Bidding ends Jan. 16.

COMMISSIONERS agreed to transfer money from Allen County Sewer District No. 2 to Iola, provided plans to annex the residential development north of the old Haldex plant wins council approval.
City council members will discuss the annexation at 6 p.m. Tuesday at the Bass Community Building.
County Clerk Sherrie Riebel said the sewer district fund contained a touch over $10,000, with additional distributions from 2013 property taxes due later this month and again in early summer.
Iola Administrator Carl Slaugh said immediate need was a new lift station, which pumps sewage along mains when gravity doesn’t do the job. Riebel said the county received a bid of $43,000 to replace the lift station three or four years ago.
Slaugh said he was uncertain how the project would be financed through the city’s authority, although benefit district funding was likely. That would mean people served by the sewer system would pay for its improvement, rather than through a city-at-large assessment.

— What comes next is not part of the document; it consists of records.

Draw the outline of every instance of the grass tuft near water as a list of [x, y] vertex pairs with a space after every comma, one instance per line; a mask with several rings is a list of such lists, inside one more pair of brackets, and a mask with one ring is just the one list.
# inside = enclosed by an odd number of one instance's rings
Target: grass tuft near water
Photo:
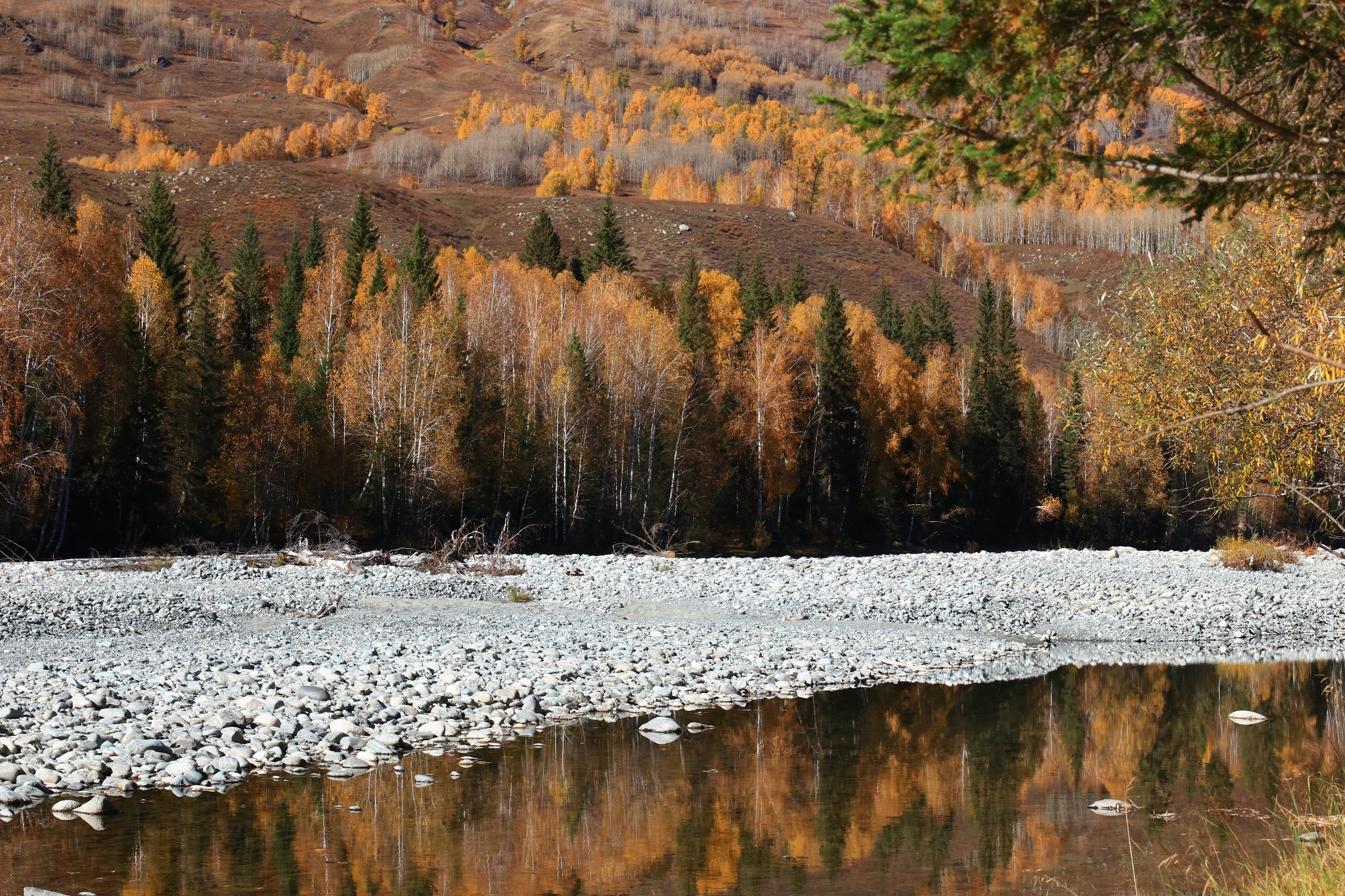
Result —
[[1216, 545], [1219, 557], [1231, 570], [1270, 570], [1279, 572], [1286, 564], [1298, 563], [1298, 553], [1266, 539], [1223, 537]]
[[1301, 844], [1284, 861], [1252, 870], [1241, 885], [1219, 888], [1220, 896], [1341, 896], [1345, 893], [1345, 837], [1328, 832], [1313, 845]]

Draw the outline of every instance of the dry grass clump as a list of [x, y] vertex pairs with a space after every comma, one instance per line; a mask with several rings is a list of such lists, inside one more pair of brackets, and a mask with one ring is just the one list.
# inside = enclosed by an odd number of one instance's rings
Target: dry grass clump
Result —
[[1298, 552], [1266, 539], [1225, 536], [1215, 545], [1219, 559], [1229, 570], [1279, 572], [1286, 564], [1298, 563]]
[[1256, 872], [1235, 888], [1220, 887], [1220, 896], [1338, 896], [1345, 893], [1345, 840], [1322, 832], [1319, 840], [1299, 842], [1284, 861]]

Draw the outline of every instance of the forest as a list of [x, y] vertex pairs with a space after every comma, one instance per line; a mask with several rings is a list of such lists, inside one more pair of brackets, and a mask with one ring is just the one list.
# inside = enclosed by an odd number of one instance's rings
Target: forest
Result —
[[[834, 24], [846, 54], [816, 28], [761, 39], [806, 3], [609, 0], [611, 64], [554, 70], [539, 59], [573, 21], [405, 5], [342, 63], [295, 30], [301, 4], [269, 38], [242, 9], [178, 17], [157, 0], [75, 0], [24, 21], [48, 42], [50, 102], [106, 109], [77, 141], [91, 149], [48, 130], [31, 184], [0, 199], [0, 537], [16, 555], [276, 545], [315, 516], [389, 548], [463, 525], [538, 549], [706, 552], [1332, 533], [1342, 462], [1322, 390], [1338, 387], [1321, 357], [1275, 345], [1340, 340], [1334, 187], [1294, 187], [1280, 207], [1283, 183], [1323, 175], [1220, 185], [1182, 168], [1224, 164], [1231, 138], [1212, 109], [1232, 101], [1198, 75], [1108, 63], [1042, 106], [1021, 79], [1044, 58], [994, 44], [1009, 62], [991, 74], [1021, 111], [995, 136], [940, 118], [959, 102], [982, 114], [974, 85], [956, 82], [960, 99], [924, 91], [958, 56], [889, 46], [865, 17]], [[993, 4], [959, 15], [967, 34], [998, 35]], [[482, 36], [503, 24], [507, 56]], [[1072, 27], [1110, 59], [1096, 23]], [[1283, 28], [1295, 52], [1302, 28]], [[1274, 81], [1279, 47], [1210, 64]], [[159, 64], [169, 56], [184, 69]], [[488, 71], [496, 90], [461, 87], [456, 110], [408, 120], [440, 105], [391, 87], [432, 78], [432, 59]], [[194, 116], [157, 114], [160, 99], [225, 102], [208, 93], [221, 77], [274, 85], [278, 98], [250, 98], [284, 122], [200, 114], [210, 124], [190, 130]], [[504, 251], [432, 244], [420, 224], [386, 238], [386, 211], [362, 193], [348, 210], [315, 201], [307, 232], [277, 242], [272, 218], [183, 219], [157, 175], [277, 163], [358, 165], [410, 196], [526, 185], [535, 220]], [[156, 172], [148, 197], [116, 180], [136, 172]], [[1206, 185], [1188, 191], [1192, 177]], [[601, 219], [558, 234], [546, 210], [585, 192], [608, 197]], [[972, 293], [974, 326], [959, 339], [937, 277], [916, 301], [881, 271], [841, 294], [807, 254], [740, 253], [716, 270], [686, 253], [679, 275], [638, 275], [621, 226], [632, 192], [838, 222]], [[128, 218], [114, 204], [132, 196]], [[221, 199], [223, 212], [252, 197]], [[1079, 247], [1130, 273], [1067, 294], [1014, 246]], [[1251, 309], [1271, 329], [1251, 328]], [[1056, 360], [1029, 368], [1020, 329]], [[1232, 406], [1247, 412], [1212, 411]]]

Slaugh also said all appeared to be going well with the merged ambulance service.
“We’ve been busy,” he said, including several mutual aid runs into Bourbon County from the Moran station.
Nine full-time county ambulance employees, including six paramedics, transferred to the city’s employment, he said. Additional paramedics are being sought, he added, but that all runs have been conducted as Type I service, which requires a paramedic on board.
“We’ve had quite a bit of overtime,” Slaugh said.

COMMISSIONERS approved a payment of $732,362 to Murray Company, prime contractor for the new Allen County Regional Hospital.
“That pretty much wraps up payments,” said County Counselor Alan Weber.